Abstract Purpose: To investigate the function of CXCL5 in esophageal squamous cell carcinoma (ESCC) development in vivo and in vitro. Methods: The expression levels of CXCL5 in ESCC tissues and adjacent tissues were detected in immunohistochemistry (IHC), and the relationship between CXCL5 expression in cancer tissues and clinicopathologic parameters was analyzed. Survival, differential and enrichment analyses were performed in the TCGA cohort. Protein expression of CXCL5 was detected by western blot (WB). Proliferation, migration and invasion of ESCC cells were detected by CCK-8, plate cloning and transwell in vitro. Further validation of CXCL5 function in vivo was performed by nude mouse experiments.

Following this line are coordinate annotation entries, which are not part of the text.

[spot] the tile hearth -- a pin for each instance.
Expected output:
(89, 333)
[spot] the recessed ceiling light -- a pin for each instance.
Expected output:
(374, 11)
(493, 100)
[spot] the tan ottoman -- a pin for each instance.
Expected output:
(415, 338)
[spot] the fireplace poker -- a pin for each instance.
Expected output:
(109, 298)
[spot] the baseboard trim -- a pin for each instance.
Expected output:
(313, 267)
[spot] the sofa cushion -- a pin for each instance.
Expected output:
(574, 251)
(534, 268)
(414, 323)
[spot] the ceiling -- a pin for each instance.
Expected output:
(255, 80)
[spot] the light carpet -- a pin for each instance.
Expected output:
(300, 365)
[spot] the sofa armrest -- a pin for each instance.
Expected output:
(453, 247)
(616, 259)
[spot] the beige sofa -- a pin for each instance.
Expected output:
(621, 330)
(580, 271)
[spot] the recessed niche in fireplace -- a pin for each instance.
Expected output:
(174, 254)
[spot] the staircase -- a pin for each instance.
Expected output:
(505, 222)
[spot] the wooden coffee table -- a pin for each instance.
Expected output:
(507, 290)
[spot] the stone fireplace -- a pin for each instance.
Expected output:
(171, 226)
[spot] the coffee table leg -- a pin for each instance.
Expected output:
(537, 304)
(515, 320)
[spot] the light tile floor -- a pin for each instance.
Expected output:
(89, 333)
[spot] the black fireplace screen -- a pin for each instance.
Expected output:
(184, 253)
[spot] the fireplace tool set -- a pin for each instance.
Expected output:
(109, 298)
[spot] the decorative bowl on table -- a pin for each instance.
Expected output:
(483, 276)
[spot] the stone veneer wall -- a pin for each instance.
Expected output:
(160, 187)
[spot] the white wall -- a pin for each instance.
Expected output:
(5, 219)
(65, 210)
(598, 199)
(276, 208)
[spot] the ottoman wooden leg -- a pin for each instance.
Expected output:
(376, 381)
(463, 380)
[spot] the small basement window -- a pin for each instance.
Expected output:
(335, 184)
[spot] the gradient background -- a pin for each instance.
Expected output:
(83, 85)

Results: The expression intensity of CXCL5 in cancer tissues was higher than that in adjacent tissues (c2=13.434, P=0.000), confirming that the expression of CXCL5 was up-regulated in ESCC tissues. CXCL5 expression level was statistically correlated with lymph node metastasis of ESCC (c2=13.697, P=0.000), but not with age, gender, tumor size, degree of differentiation, and distant metastasis (P>0.05). Overexpression of CXCL5 significantly increased tumor proliferation, colony formation, migration, invasion, and in vitro, increased the epithelial mesenchymal transition (EMT) and CD44 of ESCC cells, and promoted tumor growth in vitro and in vivo through the STAT3 pathway. Conclusion: CXCL5 expression was up-regulated and predicted poor prognosis in ESCC. Overexpression of CXCL5 was found to promote the proliferation, migration, invasion, and EMT process of ESCC through the STAT3 pathway. Taken together, CXCL5 may be an oncogenic gene in ESCC.